Least Squares Estimators
  • The least squares estimators of \(\beta\) and \(\alpha\) for the data set \((x_i, Y_i)\), where \(i = 1, \dots, n\), are given by:
    • The estimator for \(\beta\) (\(B\)): \[ B = \frac{\sum_{i=1}^n x_i Y_i - \overline{x} \sum_{i=1}^n Y_i}{\sum_{i=1}^n x_i^2 - n \overline{x}^2} \]

    • The estimator for \(\alpha\) (\(A\)): \[ A = \overline{Y} - B \overline{x} \]

    • Here:

      • \(\overline{x} = \frac{\sum_{i=1}^n x_i}{n}\) is the mean of the independent variable \(x\).
      • \(\overline{Y} = \frac{\sum_{i=1}^n Y_i}{n}\) is the mean of the dependent variable \(Y\).
Problem

The raw material used in the production of a certain synthetic fiber is stored in a location without humidity control.

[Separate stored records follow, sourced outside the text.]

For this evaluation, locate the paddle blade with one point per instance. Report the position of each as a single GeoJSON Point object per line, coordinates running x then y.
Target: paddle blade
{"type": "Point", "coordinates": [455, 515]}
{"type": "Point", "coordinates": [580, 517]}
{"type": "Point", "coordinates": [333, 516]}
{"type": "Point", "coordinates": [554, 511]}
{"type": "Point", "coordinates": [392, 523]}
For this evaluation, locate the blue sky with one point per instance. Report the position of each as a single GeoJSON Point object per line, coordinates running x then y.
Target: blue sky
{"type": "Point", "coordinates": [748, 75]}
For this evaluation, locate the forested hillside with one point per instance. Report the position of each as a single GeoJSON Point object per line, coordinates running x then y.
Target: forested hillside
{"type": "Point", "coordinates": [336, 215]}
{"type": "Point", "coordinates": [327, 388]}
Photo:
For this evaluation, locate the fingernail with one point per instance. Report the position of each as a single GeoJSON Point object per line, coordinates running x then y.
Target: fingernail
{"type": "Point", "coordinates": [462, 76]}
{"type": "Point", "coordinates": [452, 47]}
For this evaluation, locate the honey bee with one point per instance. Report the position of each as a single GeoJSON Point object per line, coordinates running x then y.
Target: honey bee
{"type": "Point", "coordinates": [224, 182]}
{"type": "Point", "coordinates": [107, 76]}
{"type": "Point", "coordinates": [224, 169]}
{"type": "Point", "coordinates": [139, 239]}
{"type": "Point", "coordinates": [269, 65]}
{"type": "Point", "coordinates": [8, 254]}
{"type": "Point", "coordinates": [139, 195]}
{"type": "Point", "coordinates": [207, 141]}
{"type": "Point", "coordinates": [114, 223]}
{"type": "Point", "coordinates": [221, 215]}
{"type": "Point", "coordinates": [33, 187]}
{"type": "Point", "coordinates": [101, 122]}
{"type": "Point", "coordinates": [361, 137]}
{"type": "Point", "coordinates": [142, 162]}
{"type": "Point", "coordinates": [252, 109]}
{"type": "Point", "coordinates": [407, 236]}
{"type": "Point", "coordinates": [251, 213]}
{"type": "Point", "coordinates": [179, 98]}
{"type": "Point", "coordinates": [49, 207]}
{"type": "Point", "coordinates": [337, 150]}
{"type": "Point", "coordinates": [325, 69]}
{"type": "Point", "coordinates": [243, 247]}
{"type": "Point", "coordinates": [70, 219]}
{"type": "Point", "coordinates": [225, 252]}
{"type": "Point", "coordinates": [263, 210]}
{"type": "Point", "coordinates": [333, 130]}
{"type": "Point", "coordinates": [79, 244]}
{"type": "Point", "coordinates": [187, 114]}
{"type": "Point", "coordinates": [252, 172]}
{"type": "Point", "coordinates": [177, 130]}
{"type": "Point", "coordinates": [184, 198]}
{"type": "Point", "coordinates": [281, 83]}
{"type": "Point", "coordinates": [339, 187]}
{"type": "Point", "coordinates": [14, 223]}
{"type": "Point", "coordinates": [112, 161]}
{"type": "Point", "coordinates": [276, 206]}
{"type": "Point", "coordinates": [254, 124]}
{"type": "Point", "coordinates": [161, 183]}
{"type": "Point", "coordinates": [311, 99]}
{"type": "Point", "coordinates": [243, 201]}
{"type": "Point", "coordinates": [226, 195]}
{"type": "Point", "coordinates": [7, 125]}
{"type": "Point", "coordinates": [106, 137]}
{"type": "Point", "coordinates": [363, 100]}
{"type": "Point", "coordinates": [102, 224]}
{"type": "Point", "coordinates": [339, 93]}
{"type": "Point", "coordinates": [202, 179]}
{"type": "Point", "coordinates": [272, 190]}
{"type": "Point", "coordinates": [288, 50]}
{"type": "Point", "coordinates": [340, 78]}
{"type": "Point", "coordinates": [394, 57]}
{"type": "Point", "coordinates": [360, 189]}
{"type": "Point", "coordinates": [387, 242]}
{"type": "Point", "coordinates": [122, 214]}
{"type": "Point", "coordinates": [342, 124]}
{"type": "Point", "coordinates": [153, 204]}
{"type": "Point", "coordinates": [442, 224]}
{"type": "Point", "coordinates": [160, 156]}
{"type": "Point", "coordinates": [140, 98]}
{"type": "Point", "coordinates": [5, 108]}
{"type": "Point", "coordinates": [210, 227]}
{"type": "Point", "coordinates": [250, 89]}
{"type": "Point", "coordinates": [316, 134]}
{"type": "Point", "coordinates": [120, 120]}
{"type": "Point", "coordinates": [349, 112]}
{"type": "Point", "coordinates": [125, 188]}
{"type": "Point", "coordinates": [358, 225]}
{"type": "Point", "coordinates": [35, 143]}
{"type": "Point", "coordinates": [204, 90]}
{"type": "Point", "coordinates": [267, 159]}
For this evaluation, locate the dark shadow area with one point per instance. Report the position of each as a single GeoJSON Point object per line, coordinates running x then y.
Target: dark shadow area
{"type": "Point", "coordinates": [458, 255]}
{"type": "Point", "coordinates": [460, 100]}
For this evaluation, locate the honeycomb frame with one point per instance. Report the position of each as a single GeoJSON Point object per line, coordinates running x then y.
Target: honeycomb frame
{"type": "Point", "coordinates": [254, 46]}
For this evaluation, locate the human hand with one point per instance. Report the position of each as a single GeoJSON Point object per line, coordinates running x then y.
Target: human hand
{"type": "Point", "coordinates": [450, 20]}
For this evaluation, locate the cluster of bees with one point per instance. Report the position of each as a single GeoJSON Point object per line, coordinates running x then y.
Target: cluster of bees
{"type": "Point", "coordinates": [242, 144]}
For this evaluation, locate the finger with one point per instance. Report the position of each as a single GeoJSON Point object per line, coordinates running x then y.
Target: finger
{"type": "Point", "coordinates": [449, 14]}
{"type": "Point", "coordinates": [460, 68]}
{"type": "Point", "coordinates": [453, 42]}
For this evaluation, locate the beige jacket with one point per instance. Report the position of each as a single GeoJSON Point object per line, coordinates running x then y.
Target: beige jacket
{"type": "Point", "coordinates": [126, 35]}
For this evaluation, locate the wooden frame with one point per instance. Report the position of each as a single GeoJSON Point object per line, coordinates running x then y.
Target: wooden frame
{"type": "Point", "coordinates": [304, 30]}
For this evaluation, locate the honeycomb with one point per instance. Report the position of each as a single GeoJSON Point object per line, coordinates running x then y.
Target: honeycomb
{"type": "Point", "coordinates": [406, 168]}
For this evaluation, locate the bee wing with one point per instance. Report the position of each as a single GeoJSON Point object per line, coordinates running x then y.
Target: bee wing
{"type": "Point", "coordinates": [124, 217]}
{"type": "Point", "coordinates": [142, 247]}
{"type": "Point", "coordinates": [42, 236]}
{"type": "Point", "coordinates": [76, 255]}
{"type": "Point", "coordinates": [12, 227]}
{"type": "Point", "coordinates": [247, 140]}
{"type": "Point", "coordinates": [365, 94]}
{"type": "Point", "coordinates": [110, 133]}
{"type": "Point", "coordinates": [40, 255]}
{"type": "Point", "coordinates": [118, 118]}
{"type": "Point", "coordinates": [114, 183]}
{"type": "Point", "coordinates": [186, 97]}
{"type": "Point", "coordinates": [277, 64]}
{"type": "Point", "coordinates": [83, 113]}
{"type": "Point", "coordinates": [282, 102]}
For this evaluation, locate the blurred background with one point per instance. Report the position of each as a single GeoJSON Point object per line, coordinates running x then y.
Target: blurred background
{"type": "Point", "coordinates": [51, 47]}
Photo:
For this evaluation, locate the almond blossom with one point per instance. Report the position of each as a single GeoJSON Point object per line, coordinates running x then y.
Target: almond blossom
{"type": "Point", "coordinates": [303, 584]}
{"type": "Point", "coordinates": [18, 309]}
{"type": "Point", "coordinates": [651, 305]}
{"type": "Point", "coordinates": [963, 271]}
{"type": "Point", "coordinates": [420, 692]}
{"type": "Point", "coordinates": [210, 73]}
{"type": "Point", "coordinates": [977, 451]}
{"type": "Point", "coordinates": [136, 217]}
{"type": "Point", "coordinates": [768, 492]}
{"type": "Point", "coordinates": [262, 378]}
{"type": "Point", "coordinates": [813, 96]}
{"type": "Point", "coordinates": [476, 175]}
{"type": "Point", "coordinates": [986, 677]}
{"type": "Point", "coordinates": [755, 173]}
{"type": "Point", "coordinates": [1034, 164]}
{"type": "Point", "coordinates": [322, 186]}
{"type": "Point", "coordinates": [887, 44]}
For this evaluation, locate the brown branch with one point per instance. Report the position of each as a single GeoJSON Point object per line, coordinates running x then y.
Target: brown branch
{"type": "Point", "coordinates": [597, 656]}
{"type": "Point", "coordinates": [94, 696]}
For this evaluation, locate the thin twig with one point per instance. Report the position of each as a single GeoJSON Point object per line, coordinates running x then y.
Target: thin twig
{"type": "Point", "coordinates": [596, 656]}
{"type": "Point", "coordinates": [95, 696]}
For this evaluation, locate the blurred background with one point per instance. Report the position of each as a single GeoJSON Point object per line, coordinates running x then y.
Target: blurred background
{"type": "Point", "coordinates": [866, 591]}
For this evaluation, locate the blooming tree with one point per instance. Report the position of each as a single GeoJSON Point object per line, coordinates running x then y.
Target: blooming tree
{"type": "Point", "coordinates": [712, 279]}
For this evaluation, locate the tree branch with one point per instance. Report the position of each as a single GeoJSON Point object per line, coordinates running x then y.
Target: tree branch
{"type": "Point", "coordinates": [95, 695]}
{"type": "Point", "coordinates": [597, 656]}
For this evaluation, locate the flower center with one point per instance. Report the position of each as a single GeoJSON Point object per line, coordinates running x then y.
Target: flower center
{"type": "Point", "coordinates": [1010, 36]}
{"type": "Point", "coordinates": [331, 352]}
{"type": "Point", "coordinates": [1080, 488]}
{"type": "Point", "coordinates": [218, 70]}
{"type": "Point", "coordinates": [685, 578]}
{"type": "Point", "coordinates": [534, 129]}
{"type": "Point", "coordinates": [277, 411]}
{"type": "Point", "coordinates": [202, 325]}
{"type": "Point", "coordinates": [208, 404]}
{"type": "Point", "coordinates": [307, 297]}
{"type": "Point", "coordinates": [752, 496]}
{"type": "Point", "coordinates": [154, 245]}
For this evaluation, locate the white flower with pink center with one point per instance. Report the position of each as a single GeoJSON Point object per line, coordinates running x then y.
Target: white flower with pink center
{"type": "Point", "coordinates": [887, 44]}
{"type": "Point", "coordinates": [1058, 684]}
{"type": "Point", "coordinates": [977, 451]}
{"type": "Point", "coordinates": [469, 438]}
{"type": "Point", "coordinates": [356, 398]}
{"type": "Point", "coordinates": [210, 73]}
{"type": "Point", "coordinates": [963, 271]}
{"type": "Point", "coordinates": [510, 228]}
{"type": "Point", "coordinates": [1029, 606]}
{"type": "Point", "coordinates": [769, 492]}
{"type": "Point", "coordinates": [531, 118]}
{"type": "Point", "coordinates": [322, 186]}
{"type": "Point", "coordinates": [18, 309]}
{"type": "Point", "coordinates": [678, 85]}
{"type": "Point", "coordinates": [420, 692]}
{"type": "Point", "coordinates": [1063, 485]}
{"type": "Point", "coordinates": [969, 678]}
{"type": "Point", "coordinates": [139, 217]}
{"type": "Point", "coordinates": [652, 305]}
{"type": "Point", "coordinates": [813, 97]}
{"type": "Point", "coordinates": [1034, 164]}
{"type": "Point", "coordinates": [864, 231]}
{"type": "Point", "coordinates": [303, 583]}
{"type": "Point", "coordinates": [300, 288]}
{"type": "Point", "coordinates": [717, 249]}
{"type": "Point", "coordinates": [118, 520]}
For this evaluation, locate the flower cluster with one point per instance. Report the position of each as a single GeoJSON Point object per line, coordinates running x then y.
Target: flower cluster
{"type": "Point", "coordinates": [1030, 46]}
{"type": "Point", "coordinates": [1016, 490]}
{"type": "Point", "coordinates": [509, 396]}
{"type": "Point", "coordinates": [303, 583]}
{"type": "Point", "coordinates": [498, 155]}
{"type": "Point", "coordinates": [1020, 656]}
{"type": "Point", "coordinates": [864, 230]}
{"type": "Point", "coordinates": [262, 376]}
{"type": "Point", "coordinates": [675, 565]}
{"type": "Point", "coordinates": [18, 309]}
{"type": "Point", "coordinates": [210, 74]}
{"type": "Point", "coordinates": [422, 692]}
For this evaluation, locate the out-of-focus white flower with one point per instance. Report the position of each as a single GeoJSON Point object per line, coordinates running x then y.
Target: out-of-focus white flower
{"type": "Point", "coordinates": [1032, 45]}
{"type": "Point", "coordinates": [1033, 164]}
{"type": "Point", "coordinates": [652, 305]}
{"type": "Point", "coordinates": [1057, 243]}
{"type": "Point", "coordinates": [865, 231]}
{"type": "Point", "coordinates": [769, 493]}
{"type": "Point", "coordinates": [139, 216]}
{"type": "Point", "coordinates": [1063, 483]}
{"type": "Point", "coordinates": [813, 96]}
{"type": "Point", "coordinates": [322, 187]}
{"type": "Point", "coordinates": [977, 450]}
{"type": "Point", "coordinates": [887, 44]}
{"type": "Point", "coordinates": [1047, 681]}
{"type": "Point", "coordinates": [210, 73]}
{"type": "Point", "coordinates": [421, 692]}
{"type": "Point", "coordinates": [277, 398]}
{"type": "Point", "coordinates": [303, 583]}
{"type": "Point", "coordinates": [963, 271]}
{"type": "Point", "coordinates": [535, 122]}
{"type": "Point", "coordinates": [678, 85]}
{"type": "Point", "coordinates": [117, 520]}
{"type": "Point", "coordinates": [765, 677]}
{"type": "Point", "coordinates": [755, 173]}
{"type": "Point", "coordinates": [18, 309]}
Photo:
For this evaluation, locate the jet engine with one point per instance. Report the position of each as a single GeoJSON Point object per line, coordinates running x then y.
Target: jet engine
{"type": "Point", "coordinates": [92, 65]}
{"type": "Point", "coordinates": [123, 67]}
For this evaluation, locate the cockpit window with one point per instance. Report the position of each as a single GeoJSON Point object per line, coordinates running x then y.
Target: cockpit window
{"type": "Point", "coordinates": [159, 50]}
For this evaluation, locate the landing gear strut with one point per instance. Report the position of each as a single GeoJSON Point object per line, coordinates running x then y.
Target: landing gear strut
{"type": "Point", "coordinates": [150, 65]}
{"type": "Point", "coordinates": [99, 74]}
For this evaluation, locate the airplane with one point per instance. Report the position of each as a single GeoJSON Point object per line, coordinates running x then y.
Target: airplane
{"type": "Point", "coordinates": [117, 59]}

Measurements of the relative humidity in the storage location and the moisture content of a sample of the raw material were taken over 15 days, resulting in the following data (in percentages):

Relative Humidity (%) 46 53 29 61 36 39 47 49 52 38 55 32 57 54 44
Moisture Content (%) 12 15 7 17 10 11 11 12 14 9 16 8 18 14 12

Use linear regression to express moisture content as a function of the relative humidity.

The Coefficient of Determination and the Sample Correlation Coefficient

  • Suppose we want to measure the amount of variation in the set of response values \(Y_1, \dots, Y_n\) corresponding to the input values \(x_1, \dots, x_n\).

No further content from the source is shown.